We have seen in a previous post what are the common misconceptions in big data analytics, and how relevant it is starting looking at data with a goal in mind.
Even if I personally believe that posing the right question is 50% of what a good data scientist should do, there are alternative approaches that can be implemented. The main one that is often suggested, in particular from non-technical professionals, is the “let the data speak” approach: a sort of magic random data discovery that should spot valuable insights that a human analyst does not notice.
Well, the reality is that this a highly inefficient method: (random) data mining it is resource consuming and potentially value-destructive. The main reasons why data mining is often ineffective is that it is undertaken without any rationale, and this leads to common mistakes such as false positives; over-fitting; neglected spurious relations; sampling biases; causation-correlation reversal; wrong variables inclusion; or eventually model selection (Doornik and Hendry, 2015; Harford, 2014). We should especially pay specific attention to the causation-correlation problem, since observational data only take into account the second aspect. However, according to Varian (2013) the problem can be easily solved through experimentations.
Hence, I think that a hybrid approach is necessary. An intelligent data discovery process and exploratory analysis are valuable at the beginning to correctly frame the questions (“we don’t know what we don’t know” - Carter, 2011). Then, the question has to be addressed from several perspectives and using different methods, which sometimes may even bring some unexpected conclusion.

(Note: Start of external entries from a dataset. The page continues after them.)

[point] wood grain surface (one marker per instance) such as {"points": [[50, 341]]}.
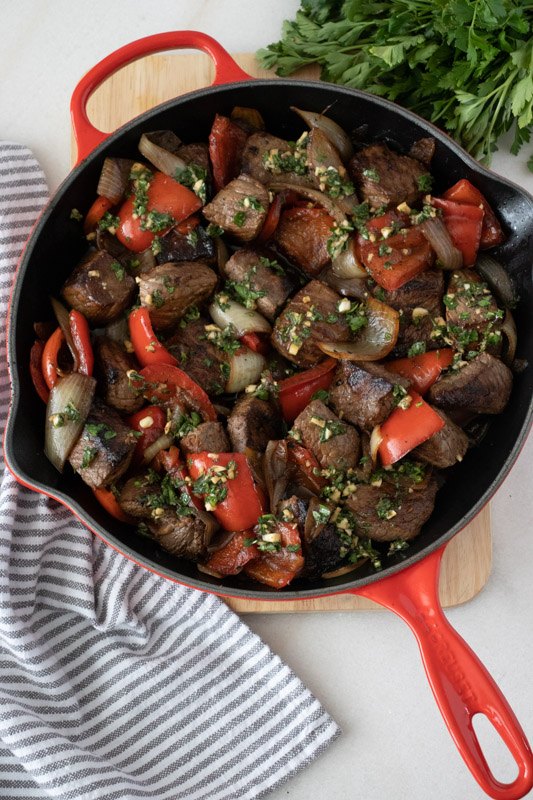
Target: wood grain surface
{"points": [[139, 86]]}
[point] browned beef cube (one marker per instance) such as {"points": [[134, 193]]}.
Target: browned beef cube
{"points": [[269, 285], [240, 208], [310, 317], [169, 290], [302, 235], [423, 150], [104, 450], [253, 423], [472, 310], [386, 513], [333, 442], [112, 366], [446, 447], [99, 287], [199, 357], [419, 302], [181, 533], [258, 149], [482, 386], [385, 178], [194, 246], [208, 437], [364, 393]]}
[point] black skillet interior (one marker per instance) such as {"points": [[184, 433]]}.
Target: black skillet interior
{"points": [[57, 244]]}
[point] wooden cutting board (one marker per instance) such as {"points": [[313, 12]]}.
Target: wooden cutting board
{"points": [[139, 86]]}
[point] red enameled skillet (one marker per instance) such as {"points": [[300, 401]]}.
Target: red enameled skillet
{"points": [[408, 585]]}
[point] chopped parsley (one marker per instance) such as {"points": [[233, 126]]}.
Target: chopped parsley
{"points": [[109, 222], [239, 218], [425, 183], [89, 454], [224, 339], [193, 177], [212, 484]]}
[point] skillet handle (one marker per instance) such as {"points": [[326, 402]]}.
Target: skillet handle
{"points": [[86, 135], [461, 684]]}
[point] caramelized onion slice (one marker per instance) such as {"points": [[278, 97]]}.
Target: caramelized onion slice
{"points": [[335, 134], [347, 265], [376, 339], [244, 320], [245, 368], [435, 231], [159, 147], [66, 412]]}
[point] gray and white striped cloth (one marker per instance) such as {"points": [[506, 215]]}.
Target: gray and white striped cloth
{"points": [[115, 683]]}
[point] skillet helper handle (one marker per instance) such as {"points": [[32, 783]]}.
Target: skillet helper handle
{"points": [[461, 684], [87, 136]]}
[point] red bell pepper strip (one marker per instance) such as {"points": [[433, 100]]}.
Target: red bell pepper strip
{"points": [[226, 143], [164, 196], [423, 370], [464, 224], [81, 336], [231, 558], [36, 372], [163, 381], [49, 357], [150, 423], [256, 342], [464, 192], [278, 569], [406, 428], [393, 259], [296, 392], [241, 500], [147, 347], [107, 500], [95, 214]]}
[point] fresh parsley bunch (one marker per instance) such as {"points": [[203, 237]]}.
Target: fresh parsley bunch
{"points": [[466, 65]]}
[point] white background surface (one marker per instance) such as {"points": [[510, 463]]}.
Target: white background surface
{"points": [[364, 667]]}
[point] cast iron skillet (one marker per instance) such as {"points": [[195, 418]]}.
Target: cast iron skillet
{"points": [[407, 585]]}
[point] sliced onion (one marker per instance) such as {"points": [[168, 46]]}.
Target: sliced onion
{"points": [[244, 320], [509, 331], [436, 233], [375, 440], [159, 147], [118, 330], [498, 279], [245, 368], [163, 443], [63, 319], [347, 265], [321, 199], [114, 178], [336, 135], [375, 340], [348, 287], [73, 391]]}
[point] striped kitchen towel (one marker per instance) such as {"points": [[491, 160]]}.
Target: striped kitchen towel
{"points": [[115, 683]]}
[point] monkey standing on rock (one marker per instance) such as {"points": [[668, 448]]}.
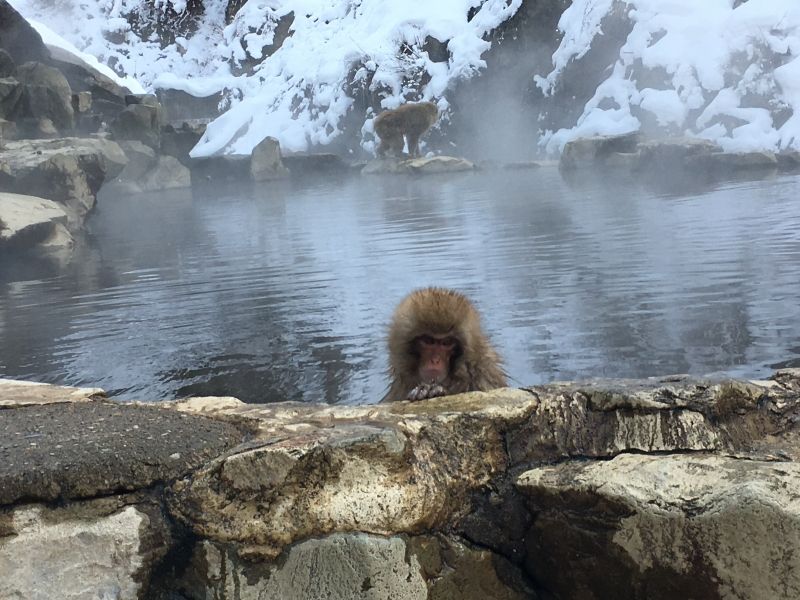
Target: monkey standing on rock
{"points": [[410, 120], [437, 347]]}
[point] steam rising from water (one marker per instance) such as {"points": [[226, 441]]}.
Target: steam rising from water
{"points": [[284, 292]]}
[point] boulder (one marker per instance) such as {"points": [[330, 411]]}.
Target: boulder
{"points": [[18, 38], [69, 171], [357, 566], [8, 131], [735, 162], [418, 166], [8, 68], [28, 221], [138, 122], [46, 94], [789, 160], [265, 161], [83, 77], [674, 153], [181, 106], [82, 102], [591, 151], [167, 174], [10, 95], [318, 163], [113, 543], [83, 450], [141, 159], [26, 393], [178, 141], [676, 526]]}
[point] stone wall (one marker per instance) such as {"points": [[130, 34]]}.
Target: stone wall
{"points": [[658, 488]]}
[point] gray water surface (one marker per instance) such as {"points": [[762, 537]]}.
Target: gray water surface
{"points": [[283, 291]]}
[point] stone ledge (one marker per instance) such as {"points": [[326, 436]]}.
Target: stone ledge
{"points": [[567, 490]]}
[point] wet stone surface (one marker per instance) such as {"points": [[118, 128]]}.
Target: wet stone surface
{"points": [[80, 450]]}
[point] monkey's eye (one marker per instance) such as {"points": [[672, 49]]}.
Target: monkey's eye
{"points": [[428, 340], [447, 342]]}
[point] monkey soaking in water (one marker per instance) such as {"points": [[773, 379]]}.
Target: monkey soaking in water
{"points": [[437, 347]]}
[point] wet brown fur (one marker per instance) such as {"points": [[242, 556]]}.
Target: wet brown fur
{"points": [[410, 120], [441, 312]]}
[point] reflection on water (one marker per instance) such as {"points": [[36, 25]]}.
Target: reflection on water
{"points": [[283, 291]]}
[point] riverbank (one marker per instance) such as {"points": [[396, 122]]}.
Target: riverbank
{"points": [[560, 491]]}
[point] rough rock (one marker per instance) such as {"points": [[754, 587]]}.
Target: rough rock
{"points": [[419, 166], [316, 163], [19, 38], [141, 159], [591, 151], [265, 161], [10, 94], [659, 527], [167, 174], [8, 131], [89, 449], [46, 95], [26, 393], [671, 487], [66, 170], [8, 68], [83, 77], [357, 566], [138, 121], [737, 161], [28, 221], [788, 161], [311, 470], [95, 549], [178, 141]]}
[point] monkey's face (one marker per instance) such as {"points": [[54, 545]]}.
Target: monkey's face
{"points": [[435, 355]]}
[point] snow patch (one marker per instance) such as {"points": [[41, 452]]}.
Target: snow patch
{"points": [[716, 59]]}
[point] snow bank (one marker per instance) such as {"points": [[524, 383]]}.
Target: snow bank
{"points": [[730, 71], [298, 94], [51, 38]]}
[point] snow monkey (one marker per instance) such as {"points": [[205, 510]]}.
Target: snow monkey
{"points": [[411, 120], [437, 347]]}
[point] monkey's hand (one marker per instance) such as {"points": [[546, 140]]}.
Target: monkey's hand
{"points": [[427, 390]]}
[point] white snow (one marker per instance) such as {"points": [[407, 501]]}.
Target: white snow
{"points": [[716, 56], [297, 94], [51, 38]]}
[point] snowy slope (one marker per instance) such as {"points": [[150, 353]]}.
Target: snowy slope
{"points": [[724, 70], [732, 74], [297, 94]]}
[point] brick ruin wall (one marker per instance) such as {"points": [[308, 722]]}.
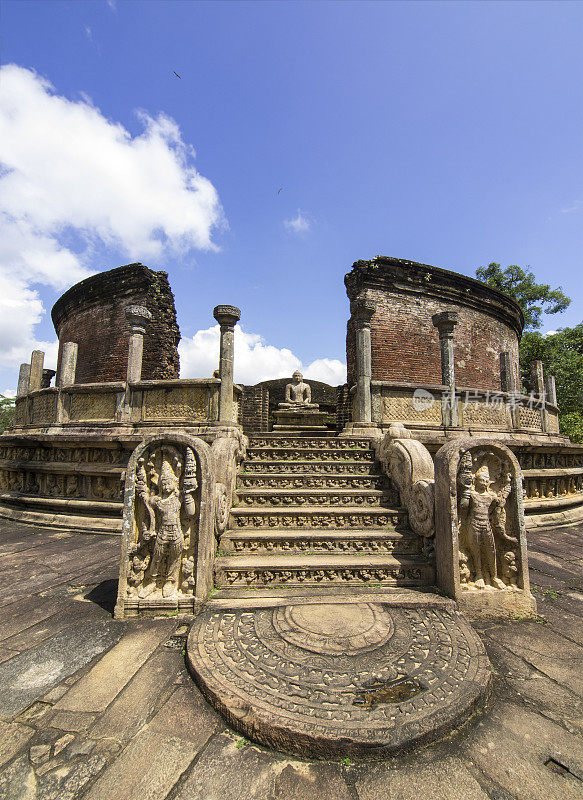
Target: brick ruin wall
{"points": [[405, 344], [92, 314], [254, 409]]}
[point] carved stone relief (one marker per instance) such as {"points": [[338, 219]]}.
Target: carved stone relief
{"points": [[486, 538], [168, 510], [480, 531]]}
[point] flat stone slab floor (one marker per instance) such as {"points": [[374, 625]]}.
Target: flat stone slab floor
{"points": [[336, 679]]}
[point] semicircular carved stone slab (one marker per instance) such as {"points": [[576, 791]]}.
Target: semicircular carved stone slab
{"points": [[331, 680]]}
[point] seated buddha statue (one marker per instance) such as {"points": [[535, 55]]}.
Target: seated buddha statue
{"points": [[298, 394]]}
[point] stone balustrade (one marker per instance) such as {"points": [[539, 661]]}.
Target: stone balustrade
{"points": [[153, 402], [426, 407]]}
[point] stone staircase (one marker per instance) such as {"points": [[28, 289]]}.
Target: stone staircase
{"points": [[316, 512]]}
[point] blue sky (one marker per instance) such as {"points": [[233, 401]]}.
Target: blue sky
{"points": [[449, 133]]}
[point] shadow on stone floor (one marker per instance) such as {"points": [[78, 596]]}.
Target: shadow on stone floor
{"points": [[104, 595]]}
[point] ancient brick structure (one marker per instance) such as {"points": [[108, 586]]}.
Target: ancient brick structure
{"points": [[254, 409], [405, 343], [92, 314]]}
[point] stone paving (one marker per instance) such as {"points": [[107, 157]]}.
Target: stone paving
{"points": [[91, 707]]}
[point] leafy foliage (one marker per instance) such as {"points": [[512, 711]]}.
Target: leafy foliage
{"points": [[7, 405], [562, 356], [534, 298]]}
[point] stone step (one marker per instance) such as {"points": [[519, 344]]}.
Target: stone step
{"points": [[322, 569], [311, 442], [311, 467], [316, 517], [289, 480], [309, 541], [314, 497], [270, 454]]}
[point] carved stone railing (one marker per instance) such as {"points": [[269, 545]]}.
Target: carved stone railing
{"points": [[426, 407], [409, 465], [148, 403]]}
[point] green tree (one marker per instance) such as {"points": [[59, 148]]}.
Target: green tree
{"points": [[534, 298], [560, 352], [562, 356], [6, 412]]}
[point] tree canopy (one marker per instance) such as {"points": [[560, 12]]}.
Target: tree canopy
{"points": [[562, 356], [534, 298]]}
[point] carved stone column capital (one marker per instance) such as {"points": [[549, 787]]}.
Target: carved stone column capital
{"points": [[227, 316], [138, 318]]}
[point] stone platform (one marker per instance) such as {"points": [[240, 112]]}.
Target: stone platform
{"points": [[330, 678]]}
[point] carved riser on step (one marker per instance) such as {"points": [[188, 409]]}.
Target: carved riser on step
{"points": [[312, 468], [314, 500], [310, 442], [293, 519], [307, 482], [274, 454], [392, 576], [406, 546]]}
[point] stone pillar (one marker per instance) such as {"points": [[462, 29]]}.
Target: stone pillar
{"points": [[68, 365], [445, 322], [227, 317], [507, 374], [362, 311], [551, 389], [138, 318], [23, 380], [36, 370], [537, 379], [48, 375]]}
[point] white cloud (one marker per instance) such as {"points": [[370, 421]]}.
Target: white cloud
{"points": [[72, 181], [300, 224], [255, 360]]}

More formally, and in a similar fashion to Doornik and Hendry (2015), I think there are few relevant steps for analyzing the relationships in huge datasets. The problem formulation, obtained leveraging theoretical and practical considerations, tries to spot what relationships deserves to be deepened further. The identification step instead tries to include all the relevant variables and the effects to be accounted for, through both the (strictest) statistical methods as well as non-quantitative criteria, and verifies the quality and validity of available data. In the analytical step, all the possible models have to be dynamically and consistently tested with unbiased procedures, and the insights reached through the data interpretation have to be fed backward to improve (and maybe redesign) the problem formulation (Hendry and Doornik, 2014).
Those aspects can be incorporated into a lean approach, in order to reduce the time, effort, and costs associated to data collection, analysis, technological improvements, and ex-post measuring. The relevance of the framework lies in avoiding the extreme opposite situations, namely collecting all or no data at all. The next figure illustrates key steps towards this lean approach to big data: first of all, business processes have to be identified, as well as the analytical framework that should be used.
These two consecutive stages (business process definition and analytical framework identification) have a feedback loop, and the same is also true for the analytical framework identification and the dataset construction. This phase has to consider all the types of data, namely data at rest (static and inactively stored in a database); at motion (inconstantly stored in temporary memory); and in use (constantly updated and store in database).
The modeling step embeds the validation as well, while the process ends with the scalability implementation and the measurement. A feedback mechanism should prevent an internal stasis, feeding the business process with the outcomes of the analysis instead of improving continuously the model without any business response.
This approach is important because it highlights a basic aspect of big data innovation. Even if big data analytics is implemented with the idea of reducing world complexity, it actually provides multiple solutions to the same problem, and some of these solutions force us to rethink the question we posed in a first place.
All these considerations are valid both for personal project and companies’ data management. Working in a corporate context requires also further precautions, such as the creation of a solid internal data analytics procedure.
Data need to be consistently aggregated from different sources of information, and integrated with other systems and platforms; common reporting standards should be created - the so-called master copy - and any information should be validated to assess accuracy and completeness. Having a solid internal data management, together with a well-designed golden record, helps to solve the huge issue of stratified entrance: dysfunctional datasets resulting from different people augmenting the dataset at different moments or across different layers.
All the information here presented are not one-size-fits-all solutions, and should be carefully adapted to different situations, teams, and companies, but are in my opinion a good starting point to ponder over big data processes.
Carter, P. (2011). “Big data analytics: Future architectures, Skills and roadmaps for the CIO”. IDC White Paper. Retrieved from http://www.sas.com/resources/asset/BigDataAnalytics- FutureArchitectures-Skills-RoadmapsfortheCIO.pdf.
Doornik, J. A., & Hendry, D. F. (2015). “Statistical model selection with big data”. Cogent Economics & Finance, 3, 1045216.
Harford, T. (2014). “Big data: Are we making a big mistake?” Financial Times. Retrieved from http://www.ft.com/cms/s/2/21a6e7d8-b479-11e3-a09a-00144feabdc0.html#ixzz2xcdlP1zZ.
Hendry, D. F., & Doornik, J. A. (2014). Empirical model discovery and theory evaluation. Cambridge, Mass.: MIT Press.
Varian, H. (2013). “Beyond big data”. NABE annual meeting. San Francisco, CA, September 10th, 2013.
Note: the above is an adapted excerpt from the forthcoming book “Big Data Analytics: A Management Perspective” (Springer, 2016).